3. Does the ICRC have a right to visit detainees? In international armed conflicts? In non-international armed conflicts? (GC I-IV, Art. 3; GC III, Art. 126; GC IV, Art. 143; P II, Art. 18)
4. Are civilians who are detained as part of ordinary criminal processes still subject to protections in IHL? Can the ICRC visit them? If yes, on what legal basis?
5. Is there an obligation for belligerents to release detainees whose medical condition would require it? In non-international armed conflicts?
6. In your opinion, is visiting a high profile political person detained consistent with the ICRC’s Fundamental Principles? Even if the person is accused of war crimes? (Proclamation of the Fundamental Principles of the Red Cross)

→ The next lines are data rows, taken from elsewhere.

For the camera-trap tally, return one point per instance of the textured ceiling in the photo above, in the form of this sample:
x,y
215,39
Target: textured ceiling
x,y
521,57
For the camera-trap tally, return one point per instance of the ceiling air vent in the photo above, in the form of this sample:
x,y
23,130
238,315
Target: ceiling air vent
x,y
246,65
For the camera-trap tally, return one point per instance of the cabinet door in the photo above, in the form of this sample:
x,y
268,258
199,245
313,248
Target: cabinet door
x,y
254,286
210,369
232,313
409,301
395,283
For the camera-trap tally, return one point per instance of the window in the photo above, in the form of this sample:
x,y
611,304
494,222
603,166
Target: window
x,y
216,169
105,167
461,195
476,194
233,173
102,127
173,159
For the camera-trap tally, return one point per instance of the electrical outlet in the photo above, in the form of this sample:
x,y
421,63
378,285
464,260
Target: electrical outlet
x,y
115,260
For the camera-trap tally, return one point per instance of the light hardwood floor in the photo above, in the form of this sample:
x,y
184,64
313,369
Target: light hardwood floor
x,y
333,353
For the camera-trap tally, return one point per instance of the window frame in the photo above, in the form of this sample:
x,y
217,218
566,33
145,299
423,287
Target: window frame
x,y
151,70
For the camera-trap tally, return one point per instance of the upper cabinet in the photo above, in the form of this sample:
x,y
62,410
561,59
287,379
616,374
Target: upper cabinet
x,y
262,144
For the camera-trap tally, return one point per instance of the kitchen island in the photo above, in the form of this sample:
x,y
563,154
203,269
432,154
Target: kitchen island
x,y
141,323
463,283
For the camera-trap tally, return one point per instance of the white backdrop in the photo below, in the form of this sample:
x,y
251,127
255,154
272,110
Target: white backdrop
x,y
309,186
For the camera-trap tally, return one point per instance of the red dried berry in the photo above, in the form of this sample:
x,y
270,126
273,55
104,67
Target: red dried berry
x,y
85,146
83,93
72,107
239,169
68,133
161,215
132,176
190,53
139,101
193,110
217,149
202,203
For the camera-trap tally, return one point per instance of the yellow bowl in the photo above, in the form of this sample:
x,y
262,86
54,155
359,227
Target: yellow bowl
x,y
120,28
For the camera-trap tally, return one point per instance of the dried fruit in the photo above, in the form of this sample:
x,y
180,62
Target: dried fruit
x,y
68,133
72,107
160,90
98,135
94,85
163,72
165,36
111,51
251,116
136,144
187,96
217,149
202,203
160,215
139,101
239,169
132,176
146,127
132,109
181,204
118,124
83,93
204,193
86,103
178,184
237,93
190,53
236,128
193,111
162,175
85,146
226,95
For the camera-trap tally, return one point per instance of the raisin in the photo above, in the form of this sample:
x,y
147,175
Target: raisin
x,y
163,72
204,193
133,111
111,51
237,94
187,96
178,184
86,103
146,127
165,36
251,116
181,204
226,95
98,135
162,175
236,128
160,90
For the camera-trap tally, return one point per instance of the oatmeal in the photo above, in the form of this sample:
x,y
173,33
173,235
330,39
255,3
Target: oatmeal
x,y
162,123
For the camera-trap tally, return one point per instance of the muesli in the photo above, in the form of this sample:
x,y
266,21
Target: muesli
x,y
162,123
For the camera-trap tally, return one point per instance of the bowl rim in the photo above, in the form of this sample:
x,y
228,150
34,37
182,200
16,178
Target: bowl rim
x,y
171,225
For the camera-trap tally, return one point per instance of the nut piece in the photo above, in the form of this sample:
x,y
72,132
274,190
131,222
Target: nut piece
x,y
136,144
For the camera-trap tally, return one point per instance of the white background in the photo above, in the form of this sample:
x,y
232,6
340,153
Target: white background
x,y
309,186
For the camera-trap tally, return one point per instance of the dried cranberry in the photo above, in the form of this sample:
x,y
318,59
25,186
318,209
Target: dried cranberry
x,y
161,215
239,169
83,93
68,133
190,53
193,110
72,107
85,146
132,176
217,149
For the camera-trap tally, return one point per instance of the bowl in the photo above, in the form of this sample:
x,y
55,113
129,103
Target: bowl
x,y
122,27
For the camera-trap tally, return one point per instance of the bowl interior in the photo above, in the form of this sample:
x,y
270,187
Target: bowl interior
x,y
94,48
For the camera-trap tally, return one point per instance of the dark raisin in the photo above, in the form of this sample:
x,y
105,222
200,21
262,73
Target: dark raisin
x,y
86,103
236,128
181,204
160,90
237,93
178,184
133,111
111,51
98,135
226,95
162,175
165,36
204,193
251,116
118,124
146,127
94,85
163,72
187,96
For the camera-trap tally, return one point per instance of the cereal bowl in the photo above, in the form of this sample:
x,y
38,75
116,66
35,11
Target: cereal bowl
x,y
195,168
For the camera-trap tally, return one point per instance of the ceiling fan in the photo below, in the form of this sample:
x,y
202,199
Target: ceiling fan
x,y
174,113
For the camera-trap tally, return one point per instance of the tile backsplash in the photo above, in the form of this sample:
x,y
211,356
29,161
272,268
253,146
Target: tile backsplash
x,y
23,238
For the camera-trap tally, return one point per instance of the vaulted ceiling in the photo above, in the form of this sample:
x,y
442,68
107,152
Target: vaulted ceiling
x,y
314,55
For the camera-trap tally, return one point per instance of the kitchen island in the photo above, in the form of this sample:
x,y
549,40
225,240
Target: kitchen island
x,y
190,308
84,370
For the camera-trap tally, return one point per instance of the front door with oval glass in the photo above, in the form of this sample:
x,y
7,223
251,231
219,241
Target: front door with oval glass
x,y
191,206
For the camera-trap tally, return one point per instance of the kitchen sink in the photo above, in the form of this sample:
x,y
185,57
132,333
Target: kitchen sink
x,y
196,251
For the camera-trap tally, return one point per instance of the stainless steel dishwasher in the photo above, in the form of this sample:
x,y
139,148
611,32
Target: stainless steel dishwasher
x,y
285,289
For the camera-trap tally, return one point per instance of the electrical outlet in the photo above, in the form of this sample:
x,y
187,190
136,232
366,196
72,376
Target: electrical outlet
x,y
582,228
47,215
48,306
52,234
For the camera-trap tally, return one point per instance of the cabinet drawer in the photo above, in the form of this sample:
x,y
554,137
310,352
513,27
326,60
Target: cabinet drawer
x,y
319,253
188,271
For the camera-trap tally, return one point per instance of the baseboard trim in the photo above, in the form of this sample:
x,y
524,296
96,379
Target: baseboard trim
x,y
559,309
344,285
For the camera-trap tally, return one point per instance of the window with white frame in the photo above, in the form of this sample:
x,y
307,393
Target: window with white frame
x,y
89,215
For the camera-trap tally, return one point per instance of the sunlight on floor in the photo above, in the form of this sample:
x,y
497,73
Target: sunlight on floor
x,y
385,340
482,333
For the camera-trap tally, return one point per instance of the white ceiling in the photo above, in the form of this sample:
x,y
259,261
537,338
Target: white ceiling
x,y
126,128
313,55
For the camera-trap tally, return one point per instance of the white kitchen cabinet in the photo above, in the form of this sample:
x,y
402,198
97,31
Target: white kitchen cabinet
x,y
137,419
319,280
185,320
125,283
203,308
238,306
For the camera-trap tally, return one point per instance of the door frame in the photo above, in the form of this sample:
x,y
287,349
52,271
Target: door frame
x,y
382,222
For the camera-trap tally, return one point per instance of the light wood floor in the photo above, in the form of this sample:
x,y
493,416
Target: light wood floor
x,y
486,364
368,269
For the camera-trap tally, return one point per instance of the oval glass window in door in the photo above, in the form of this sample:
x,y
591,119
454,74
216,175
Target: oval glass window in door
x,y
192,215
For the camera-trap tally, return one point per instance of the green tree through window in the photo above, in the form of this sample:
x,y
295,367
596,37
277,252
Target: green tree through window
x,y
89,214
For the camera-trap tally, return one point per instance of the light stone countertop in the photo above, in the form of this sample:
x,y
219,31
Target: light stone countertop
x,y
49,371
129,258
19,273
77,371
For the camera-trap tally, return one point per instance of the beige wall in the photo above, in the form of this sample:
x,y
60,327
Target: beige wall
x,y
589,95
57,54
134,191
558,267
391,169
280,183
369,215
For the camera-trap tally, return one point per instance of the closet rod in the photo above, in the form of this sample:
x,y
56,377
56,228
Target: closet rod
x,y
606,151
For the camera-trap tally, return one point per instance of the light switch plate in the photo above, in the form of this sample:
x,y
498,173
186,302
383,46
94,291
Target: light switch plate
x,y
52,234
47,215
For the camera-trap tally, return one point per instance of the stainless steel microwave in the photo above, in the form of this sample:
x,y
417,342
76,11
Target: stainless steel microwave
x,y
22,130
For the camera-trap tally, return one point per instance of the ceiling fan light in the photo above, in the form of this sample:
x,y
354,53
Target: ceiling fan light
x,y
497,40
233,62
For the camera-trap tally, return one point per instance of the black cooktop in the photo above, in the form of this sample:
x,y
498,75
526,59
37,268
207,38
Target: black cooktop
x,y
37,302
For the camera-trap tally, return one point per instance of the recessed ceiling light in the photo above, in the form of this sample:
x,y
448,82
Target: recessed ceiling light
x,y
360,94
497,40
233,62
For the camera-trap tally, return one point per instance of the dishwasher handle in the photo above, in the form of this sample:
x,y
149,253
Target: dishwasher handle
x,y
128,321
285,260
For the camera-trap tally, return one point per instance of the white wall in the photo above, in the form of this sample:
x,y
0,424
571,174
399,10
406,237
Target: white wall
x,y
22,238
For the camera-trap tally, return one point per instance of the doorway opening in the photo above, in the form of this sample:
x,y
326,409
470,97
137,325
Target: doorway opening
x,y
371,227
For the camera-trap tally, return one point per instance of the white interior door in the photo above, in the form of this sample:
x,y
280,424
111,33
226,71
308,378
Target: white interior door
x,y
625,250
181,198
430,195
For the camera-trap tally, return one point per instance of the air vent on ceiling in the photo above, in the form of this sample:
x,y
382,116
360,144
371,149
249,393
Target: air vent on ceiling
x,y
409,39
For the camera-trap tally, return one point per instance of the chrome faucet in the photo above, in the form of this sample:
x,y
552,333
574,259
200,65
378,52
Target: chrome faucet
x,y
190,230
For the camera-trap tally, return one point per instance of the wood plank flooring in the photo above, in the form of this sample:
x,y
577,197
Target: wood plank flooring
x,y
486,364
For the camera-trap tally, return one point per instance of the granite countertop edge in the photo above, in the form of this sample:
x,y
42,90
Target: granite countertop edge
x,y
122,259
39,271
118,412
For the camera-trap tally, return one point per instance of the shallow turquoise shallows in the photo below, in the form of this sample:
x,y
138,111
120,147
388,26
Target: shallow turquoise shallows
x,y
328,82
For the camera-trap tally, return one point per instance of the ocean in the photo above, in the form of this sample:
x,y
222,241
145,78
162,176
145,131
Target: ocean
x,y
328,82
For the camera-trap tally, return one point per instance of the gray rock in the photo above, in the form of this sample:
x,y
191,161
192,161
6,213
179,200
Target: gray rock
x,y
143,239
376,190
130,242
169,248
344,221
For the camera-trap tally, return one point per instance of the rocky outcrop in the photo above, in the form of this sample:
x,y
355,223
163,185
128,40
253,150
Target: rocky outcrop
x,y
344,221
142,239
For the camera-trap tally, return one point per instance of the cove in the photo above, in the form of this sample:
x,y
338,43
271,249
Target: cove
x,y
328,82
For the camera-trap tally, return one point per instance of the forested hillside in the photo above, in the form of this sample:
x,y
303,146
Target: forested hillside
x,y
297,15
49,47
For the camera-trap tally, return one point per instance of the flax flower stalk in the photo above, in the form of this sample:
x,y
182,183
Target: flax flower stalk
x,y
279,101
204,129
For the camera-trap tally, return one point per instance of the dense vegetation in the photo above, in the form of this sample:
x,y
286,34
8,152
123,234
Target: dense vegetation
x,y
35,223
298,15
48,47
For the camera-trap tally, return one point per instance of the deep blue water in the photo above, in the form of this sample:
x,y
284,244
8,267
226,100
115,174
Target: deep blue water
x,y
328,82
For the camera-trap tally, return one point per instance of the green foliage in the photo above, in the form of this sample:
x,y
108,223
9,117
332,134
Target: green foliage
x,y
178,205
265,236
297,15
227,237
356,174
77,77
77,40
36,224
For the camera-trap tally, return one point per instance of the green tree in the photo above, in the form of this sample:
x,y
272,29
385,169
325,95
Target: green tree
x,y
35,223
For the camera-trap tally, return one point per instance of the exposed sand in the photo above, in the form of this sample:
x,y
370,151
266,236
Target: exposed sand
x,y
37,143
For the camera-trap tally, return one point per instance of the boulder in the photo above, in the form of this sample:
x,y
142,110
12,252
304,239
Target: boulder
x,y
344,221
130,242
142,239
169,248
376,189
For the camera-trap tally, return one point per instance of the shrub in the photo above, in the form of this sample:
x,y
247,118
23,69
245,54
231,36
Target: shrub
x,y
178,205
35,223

III. Elements Contributing to Respect for IHL
7. Why may States be reluctant to authorise ICRC visits to prisons? Which aspects of the ICRC’s modus operandi might encourage them to allow such visits? (See Proclamation of the Fundamental Principles of the Red Cross; Purpose and Conditions of ICRC Visits)
8. What practical assistance can the ICRC provide to detention facilities? How can it actually be beneficial to detaining authorities?
9. Document B mentions the ICRC’s numerous contacts with the authorities. Do you think those contacts might contribute to further respect for IHL? How?
10. In your opinion, can the fact that persons deprived of liberty received proper treatment, and that their dignity was respected, while detained facilitate the return to peace at the end of hostilities? Why?